Which looks like it came from Jim Edwards (during the initial setup of cime) https://github.com/ACME-Climate/cime/blame/713acff650adc79d9e60bfdbaf4eaef95d54444e/machines/config_pes.xml#L1574

So, maybe if we ask the NCAR CIME folks, they might know if it's broken and if so why.

worleyph commented 8 years ago

Thanks @douglasjacobsen . @rljacob , looks like this is on your todo list? Unless @douglasjacobsen wants to ask.

douglasjacobsen commented 8 years ago

Just a heads up, I don't see this comment in CESM's version of config_pes.xml for CAM. Not sure if that means it works for them or just they don't know if it works in that version.

worleyph commented 8 years ago

Well, if this came in with the original CIME, it is pretty old, and we have debugged CLUBB since then, so it is probably just an out-of-date comment. Still worth asking to make sure.

douglasjacobsen commented 8 years ago

I asked Jim Edwards, and he said the particular issue that lead to that comment was fixed in a CAM tag about 4-6 months ago. He said he thinks the issue was a race condition.

He also said he thinks that threading working in CLUBB depends on the CLUBB version, and that it's a work in progress. So, I don't know what that means for the version that ACME has.

worleyph commented 8 years ago

This is a question for the atmosphere group then - they need to be talking to the CLUBB developers about what is expected to work and what isn't. I haven't seen any problems with CLUBB in my own runs recently, threaded or not. It would be nice to understand the error signature. @philrasch , is this something that you could assign to someone to track down?

amametjanov commented 8 years ago

I've been running the case -mach edison -compset FC5AV1C-01 -res ne30_oEC, which includes -clubb_sgs in CAM_CONFIG_OPTS, and have been getting BFB results.

@singhbalwinder, could you check if this multi-threading test works for you

If it runs okay, the PE block can probably be removed?

amametjanov commented 8 years ago

Update: the PET_PT_Ln9.ne30_ne30.FC5AV1C-L.edison_intel test passed:

So the comment appears to be out-of-date.

mt5555 commented 8 years ago

Recent CAM bugfix suggests that CLUBB is thread safe, EXCEPT when clubb_history is enabled:

"Reintroduced the check in build-namelist to prohibit running with more than one thread if clubb_history is enabled.

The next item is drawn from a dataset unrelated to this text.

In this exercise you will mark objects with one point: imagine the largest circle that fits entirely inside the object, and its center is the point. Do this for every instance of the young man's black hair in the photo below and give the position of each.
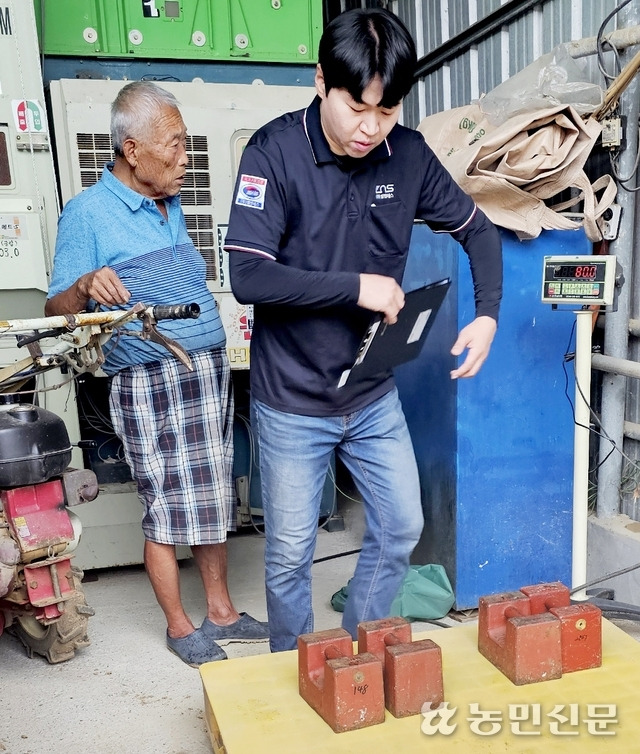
(360, 45)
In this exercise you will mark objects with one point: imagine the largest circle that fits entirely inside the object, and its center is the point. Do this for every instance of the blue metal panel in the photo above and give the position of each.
(495, 452)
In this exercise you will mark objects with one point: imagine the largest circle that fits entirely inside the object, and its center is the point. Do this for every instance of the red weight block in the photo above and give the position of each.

This feature does not run properly when more than when thread is used."

singhbalwinder commented 8 years ago

Should I verify if this is the case? I can run a PET_PT_Ln9.ne30_ne30.FC5AV1C-L case with clubb_history on.

mt5555 commented 8 years ago

I thought we should at least document this issue and keep it open for now. Not sure if it is worth investigating right now, unless you often run with clubb_history enabled.

worleyph commented 8 years ago

We could backport this NCAR change, to abort in case someone tries to use this with threading. Seems like a simple way of insuring that we don't forget :-).

singhbalwinder commented 8 years ago

In a recent CAM tag, NCAR did the following for CLUBB: -- Reintroduced the check in build-namelist to prohibit running with more than one thread if clubb_history is enabled. This feature does not run properly when more than when thread is used. -- Removed the ability to turn on clubb_do_deep as it was an unsupported feature

Should I incorporate this change into ACME? I think this will address the concerns raised in this issue.

rljacob commented 8 years ago

Is clubb_history not something we want "on" for all production runs?

singhbalwinder commented 8 years ago

I am not sure about that. @wlin7 , would you please respond to Rob's question?

wlin7 commented 8 years ago

Hi @rljacob , @singhbalwinder , it is for recording useful statistics for the clubb sub-model if wanted to dig deeper into how clubb does the works. But no, it is not something we want 'on' for typical production runs.

singhbalwinder commented 8 years ago

Thanks @wlin7 ! In that case, I think the NCAR fix can serve our needs.